A recent poll of consumers' "emotional connection" to brands -- the Brand Intimacy 2020 Study conducted by market researcher MBLM -- shows that Harley-Davidson's (NYSE:HOG) popularity has dropped from sixth place to 30th place among consumers. But at least Harley is taking steps to remain popular with investors.
Last night after close of trading, America's most famous motorcycle-maker announced that it will increase the size of its quarterly dividend by 1.3%, from $0.375 to $0.38 per share. The new payout works out to $1.52 per year which, when compared to Harley's stock price of $35.80, works out to about a 4.2% annual dividend -- more than twice the average payout among S&P 500 stocks.
Additionally, Harley announced that it will more than double the size of its announced share buybacks. With 8.2 million shares still remaining from its share buyback authorization announced in February 2018, Harley will add a new authorization to repurchase 10 million shares (making the new authorization 18.2 million shares in total).

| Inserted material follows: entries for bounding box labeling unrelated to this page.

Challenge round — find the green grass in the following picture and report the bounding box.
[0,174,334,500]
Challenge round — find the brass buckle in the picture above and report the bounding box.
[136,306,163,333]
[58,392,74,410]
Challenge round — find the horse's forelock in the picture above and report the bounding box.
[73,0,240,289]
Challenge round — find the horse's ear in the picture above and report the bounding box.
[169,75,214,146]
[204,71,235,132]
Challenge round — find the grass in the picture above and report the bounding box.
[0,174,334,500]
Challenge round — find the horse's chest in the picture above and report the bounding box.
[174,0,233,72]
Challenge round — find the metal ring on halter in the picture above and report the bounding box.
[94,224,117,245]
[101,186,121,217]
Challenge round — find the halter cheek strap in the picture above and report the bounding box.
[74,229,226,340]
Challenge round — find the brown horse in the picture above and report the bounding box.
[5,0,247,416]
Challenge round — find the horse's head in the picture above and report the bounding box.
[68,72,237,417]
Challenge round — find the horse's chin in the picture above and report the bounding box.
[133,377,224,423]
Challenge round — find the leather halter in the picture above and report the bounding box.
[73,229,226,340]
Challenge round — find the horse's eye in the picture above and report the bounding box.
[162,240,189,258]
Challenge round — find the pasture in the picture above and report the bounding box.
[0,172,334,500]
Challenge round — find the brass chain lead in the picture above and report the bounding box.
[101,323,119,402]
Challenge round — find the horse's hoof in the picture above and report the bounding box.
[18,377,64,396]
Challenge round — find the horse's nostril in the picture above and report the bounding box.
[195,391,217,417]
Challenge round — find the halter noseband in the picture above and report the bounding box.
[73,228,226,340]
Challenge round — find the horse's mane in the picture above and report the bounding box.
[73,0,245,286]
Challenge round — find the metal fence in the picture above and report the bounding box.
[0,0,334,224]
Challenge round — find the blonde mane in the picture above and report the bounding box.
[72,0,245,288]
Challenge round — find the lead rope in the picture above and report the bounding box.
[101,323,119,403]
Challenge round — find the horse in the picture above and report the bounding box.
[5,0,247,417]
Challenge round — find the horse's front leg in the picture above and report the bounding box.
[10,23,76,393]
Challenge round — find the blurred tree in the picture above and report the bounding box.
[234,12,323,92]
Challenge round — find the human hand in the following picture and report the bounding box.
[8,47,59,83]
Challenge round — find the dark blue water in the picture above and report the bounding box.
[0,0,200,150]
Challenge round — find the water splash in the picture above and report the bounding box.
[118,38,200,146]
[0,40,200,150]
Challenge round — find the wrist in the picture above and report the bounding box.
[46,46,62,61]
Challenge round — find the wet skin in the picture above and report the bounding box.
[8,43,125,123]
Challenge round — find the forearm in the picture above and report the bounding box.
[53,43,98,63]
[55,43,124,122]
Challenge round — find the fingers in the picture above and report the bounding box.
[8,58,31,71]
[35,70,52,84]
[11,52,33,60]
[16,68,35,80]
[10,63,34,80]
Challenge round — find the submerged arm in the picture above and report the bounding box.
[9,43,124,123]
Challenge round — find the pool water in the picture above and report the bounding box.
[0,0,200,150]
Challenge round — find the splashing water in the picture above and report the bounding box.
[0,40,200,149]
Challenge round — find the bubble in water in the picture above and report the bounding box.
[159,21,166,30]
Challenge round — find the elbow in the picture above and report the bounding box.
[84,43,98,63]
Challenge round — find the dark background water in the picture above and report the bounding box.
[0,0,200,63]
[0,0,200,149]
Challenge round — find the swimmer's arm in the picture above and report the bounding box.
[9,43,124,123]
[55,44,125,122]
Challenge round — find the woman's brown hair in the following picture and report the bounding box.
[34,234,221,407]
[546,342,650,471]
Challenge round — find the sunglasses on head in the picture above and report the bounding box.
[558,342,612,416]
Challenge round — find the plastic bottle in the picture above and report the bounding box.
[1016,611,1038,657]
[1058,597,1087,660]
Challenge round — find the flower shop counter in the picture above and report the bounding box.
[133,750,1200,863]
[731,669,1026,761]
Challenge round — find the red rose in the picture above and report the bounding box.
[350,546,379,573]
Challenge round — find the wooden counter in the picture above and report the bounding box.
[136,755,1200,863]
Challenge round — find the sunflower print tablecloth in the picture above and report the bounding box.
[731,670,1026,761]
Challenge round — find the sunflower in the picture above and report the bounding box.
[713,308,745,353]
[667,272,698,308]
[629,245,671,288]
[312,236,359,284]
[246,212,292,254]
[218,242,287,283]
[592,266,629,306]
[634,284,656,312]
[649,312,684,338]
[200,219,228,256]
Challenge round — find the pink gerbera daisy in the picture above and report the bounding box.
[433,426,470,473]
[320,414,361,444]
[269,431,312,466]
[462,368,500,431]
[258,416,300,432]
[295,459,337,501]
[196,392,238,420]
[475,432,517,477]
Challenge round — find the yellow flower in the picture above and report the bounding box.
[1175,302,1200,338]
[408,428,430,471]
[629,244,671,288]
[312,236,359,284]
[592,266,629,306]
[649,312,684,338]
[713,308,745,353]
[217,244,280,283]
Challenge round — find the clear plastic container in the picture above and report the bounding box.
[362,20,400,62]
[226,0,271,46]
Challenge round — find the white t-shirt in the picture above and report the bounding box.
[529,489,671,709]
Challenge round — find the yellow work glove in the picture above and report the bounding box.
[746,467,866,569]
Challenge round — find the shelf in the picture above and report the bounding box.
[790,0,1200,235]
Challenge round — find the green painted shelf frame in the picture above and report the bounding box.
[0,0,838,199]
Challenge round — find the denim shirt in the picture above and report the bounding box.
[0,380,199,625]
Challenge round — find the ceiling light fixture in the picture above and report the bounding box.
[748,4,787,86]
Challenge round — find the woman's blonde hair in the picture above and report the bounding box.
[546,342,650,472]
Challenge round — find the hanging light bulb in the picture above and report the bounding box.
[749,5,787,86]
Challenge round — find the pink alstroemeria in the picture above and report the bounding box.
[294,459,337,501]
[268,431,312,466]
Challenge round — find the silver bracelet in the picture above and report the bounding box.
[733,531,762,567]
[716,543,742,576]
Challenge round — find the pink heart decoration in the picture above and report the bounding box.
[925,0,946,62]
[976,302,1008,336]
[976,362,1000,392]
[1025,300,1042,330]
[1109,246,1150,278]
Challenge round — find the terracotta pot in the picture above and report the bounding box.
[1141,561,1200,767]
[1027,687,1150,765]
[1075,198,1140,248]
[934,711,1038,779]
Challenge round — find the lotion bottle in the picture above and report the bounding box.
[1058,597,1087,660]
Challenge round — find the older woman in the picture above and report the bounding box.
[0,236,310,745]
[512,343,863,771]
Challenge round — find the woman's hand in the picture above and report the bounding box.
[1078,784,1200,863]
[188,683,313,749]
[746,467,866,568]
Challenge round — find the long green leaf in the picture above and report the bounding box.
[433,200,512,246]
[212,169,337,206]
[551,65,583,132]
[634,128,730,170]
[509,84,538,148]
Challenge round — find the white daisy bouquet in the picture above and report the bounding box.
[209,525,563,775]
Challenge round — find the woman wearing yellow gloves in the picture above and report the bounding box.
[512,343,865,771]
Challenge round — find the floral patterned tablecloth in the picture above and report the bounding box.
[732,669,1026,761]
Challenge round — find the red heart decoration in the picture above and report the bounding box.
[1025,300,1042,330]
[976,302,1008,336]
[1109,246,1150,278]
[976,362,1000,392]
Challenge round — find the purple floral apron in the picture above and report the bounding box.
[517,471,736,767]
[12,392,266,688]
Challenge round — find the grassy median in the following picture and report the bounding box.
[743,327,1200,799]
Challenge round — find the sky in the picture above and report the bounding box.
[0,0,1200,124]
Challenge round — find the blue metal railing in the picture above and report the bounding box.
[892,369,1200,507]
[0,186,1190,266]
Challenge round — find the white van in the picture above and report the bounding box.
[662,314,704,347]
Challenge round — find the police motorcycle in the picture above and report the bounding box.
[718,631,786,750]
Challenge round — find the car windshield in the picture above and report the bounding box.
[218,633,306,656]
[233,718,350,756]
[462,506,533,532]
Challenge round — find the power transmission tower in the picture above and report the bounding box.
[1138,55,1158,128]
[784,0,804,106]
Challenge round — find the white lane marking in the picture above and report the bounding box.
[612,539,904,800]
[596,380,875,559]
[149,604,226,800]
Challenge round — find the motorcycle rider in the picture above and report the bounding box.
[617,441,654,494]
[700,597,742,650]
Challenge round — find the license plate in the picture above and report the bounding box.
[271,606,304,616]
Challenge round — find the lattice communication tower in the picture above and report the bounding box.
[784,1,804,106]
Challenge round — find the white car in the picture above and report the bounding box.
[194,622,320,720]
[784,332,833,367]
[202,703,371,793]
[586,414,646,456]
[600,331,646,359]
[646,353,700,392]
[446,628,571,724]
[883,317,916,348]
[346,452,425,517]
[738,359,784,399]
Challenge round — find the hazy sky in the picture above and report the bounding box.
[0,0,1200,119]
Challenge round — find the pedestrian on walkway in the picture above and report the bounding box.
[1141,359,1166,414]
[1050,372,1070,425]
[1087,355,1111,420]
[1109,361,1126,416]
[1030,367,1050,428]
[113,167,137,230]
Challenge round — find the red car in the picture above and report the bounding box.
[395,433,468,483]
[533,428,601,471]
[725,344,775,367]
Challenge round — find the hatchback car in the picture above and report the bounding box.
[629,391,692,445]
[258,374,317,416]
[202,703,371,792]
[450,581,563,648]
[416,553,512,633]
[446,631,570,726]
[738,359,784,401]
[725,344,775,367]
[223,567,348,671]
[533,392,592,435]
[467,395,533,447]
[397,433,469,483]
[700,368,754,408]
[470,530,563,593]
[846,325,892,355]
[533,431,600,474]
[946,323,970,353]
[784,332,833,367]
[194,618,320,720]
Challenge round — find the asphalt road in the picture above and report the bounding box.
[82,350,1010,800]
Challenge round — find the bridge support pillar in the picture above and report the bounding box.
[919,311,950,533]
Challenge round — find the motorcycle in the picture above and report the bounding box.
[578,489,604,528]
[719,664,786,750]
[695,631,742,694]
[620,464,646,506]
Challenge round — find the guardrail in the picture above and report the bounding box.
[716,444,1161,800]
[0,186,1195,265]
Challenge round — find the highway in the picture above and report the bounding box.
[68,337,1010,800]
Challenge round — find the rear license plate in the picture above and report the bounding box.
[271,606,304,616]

Harley currently has 154.3 million shares outstanding, which means that in theory at least, the company could buy back roughly 11.8% of its shares over time.
How likely is that, and how long would it take to happen? At last report, Harley-Davidson was generating $687 million in annual free cash flow. Divided by the stock's currently cheap stock price -- down 6% from a year ago -- Harley-Davidson has enough cash coming in the door to permit it to buy more than 19 million shares at this rate, completing its buyback in under a year.
As of 12:25 p.m. EST, Harley-Davidson stock is up 2.3% this morning in response to the news.